Cheng also jumped bail in 1971 just before his conviction, fleeing to Sweden for asylum, but was extradited to the US a year later in 1972. Cheng fought the extradition attempt with a hunger strike, but was loaded while characterized as "semi-conscious" on the flight from Stockholm to New York. That flight was diverted to Copenhagen when the plane developed mechanical issues, and Cheng was taken to the hospital after falling unconscious to receive intravenous fluids. After a second flight from Copenhagen to London, Cheng again fell unconscious, where he was taken, foaming at the mouth, to the health center in Heathrow Airport. He was later moved to a prison hospital. Cheng applied for a writ of habeas corpus while he was detained in the United Kingdom, but this was refused in 1972 and an appeal was denied in 1973. Upon returning to the United States, Cheng was sentenced to up to five years in prison and spent 22 months in jail.

== After 1973 ==
Cheng was released from prison at the end of 1974 and returned to Sweden, living there for more than eight years, and later lived in Canada for eight more years. He divorced his first wife and remarried Ellen Wu (吳清桂 (Wú Qīngguì)) in the 1970s while living in exile in Sweden.

Cheng returned to Taiwan in June 1991 to attend his father's funeral.
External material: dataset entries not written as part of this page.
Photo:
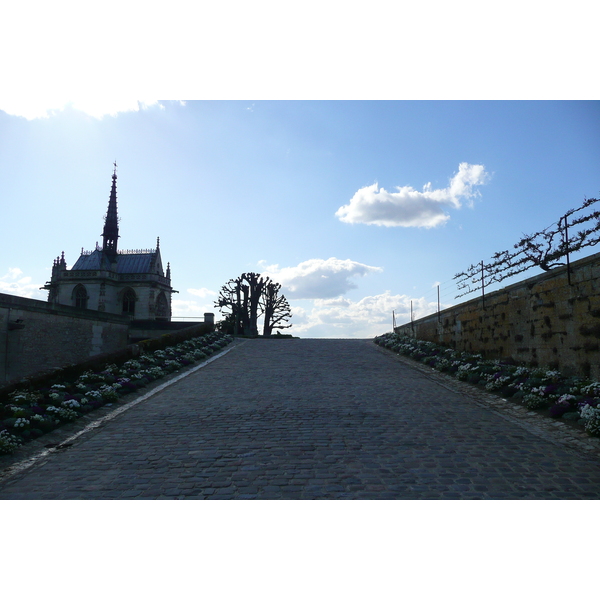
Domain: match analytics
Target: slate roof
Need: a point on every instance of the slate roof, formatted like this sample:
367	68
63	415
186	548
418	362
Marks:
126	263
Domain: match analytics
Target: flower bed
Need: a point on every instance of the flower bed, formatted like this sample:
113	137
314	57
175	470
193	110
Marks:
571	398
29	413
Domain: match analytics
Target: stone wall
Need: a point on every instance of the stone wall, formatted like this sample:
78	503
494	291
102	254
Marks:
542	321
36	335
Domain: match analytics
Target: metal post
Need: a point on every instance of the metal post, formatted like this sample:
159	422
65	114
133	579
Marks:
482	287
567	247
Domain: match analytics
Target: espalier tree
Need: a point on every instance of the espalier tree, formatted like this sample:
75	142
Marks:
243	300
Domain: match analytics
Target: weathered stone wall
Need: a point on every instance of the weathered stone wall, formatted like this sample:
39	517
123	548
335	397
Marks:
35	335
542	321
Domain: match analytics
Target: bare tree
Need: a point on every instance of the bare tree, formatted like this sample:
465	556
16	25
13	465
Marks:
275	308
543	249
239	301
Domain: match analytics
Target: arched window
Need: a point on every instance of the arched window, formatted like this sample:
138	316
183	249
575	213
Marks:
80	296
162	306
129	299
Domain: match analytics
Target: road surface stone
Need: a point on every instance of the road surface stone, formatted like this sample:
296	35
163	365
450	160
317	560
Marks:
317	419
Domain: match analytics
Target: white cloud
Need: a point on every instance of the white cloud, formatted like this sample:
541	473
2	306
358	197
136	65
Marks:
202	293
15	284
408	207
371	316
35	107
318	278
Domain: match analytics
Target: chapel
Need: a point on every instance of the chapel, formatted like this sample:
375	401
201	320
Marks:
126	282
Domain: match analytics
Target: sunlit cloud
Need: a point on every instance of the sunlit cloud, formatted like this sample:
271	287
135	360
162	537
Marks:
36	107
202	292
15	284
318	278
366	318
408	207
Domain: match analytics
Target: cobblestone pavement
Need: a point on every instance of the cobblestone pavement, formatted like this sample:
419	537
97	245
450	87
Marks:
316	419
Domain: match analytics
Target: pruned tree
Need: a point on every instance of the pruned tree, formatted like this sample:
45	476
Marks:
252	285
243	300
239	300
543	249
276	309
232	308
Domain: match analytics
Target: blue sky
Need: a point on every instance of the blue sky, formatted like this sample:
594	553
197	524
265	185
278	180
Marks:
296	189
459	144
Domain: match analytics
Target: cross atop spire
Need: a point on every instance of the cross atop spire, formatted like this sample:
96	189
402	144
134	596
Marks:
111	221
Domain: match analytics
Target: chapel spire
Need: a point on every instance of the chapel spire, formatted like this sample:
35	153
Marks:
111	222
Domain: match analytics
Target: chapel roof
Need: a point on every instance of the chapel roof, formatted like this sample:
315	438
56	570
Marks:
143	262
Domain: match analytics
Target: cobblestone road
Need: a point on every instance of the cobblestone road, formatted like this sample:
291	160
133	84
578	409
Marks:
316	419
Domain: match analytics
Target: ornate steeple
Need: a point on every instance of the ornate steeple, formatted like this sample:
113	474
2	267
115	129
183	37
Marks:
111	222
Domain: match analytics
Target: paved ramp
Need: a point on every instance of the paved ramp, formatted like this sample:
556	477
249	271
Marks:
311	419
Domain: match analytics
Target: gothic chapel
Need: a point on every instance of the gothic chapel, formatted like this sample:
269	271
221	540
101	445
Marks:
127	282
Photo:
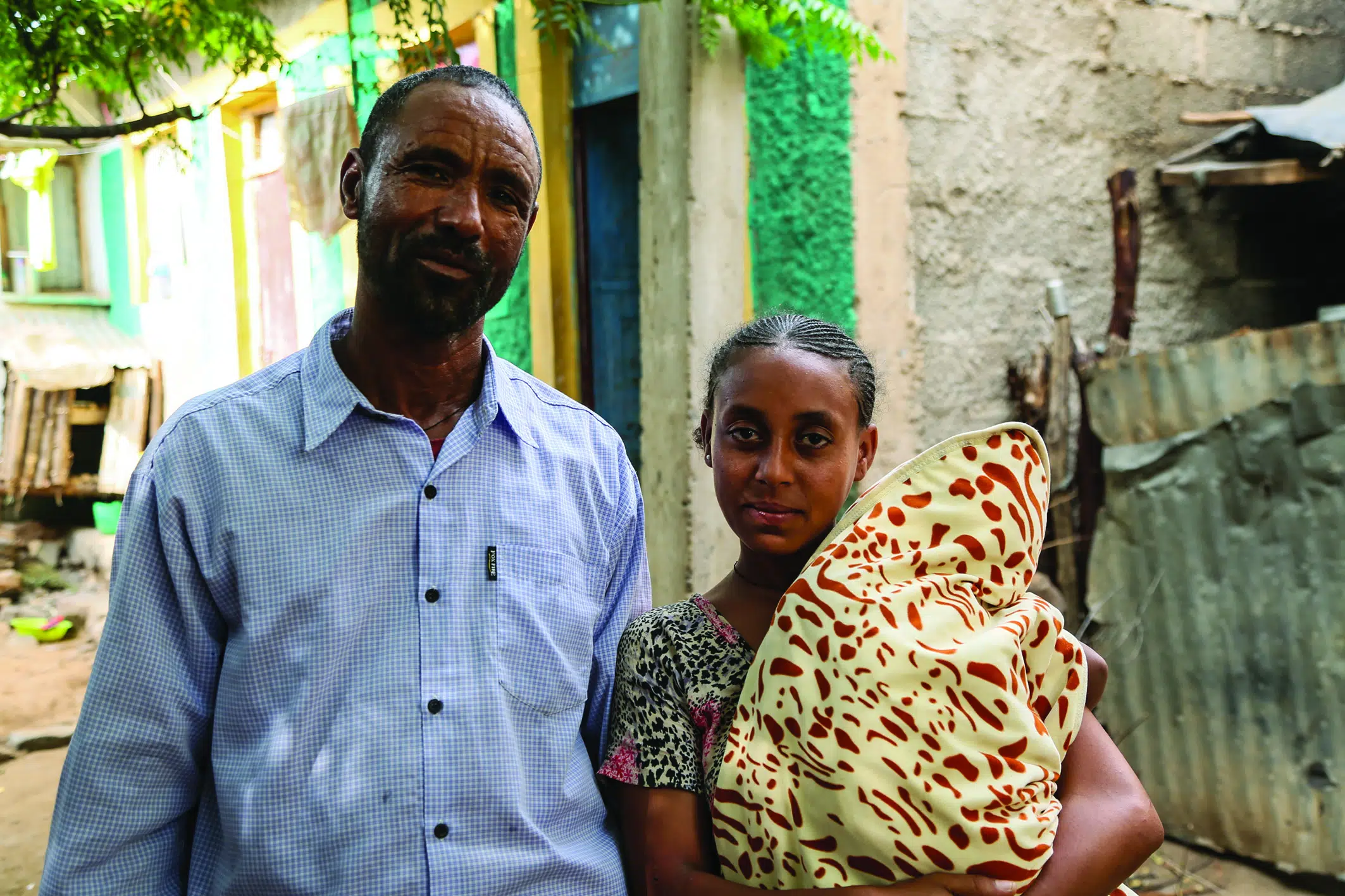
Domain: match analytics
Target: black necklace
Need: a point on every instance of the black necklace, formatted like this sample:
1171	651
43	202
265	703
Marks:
755	585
He later served an additional year-long prison term starting in November 1992 for illegally entering Taiwan without an entry visa, in violation of the 1987 National Security Law. He filed the winning design for the 228 Massacre Monument in 228 Peace Memorial Park while imprisoned for illegal entry. In 2019, Cheng founded the Sovereign State for Formosa and Pescadores Party. He served as the party's chairman. Cheng ran as a third-party candidate in the 2024 Taiwanese presidential election, alongside running mate Huang Sheng-feng. Cheng's campaign ended in November 2023, as he only recorded 473 valid signatures of at least 289,667 required signatures, or 1.5 percent of all eligible voters in the 2020 presidential election, to be considered for the 2024 ballot. In September 2024, the Taiwanese justice ministry overturned Cheng's conviction for illegal entry into Taiwan. In March 2025, he applied for compensation amounting to NT$1.825 million over his detention under the Act on Promoting Transitional Justice dealing with abuses committed under the pre-1992 Kuomintang regime.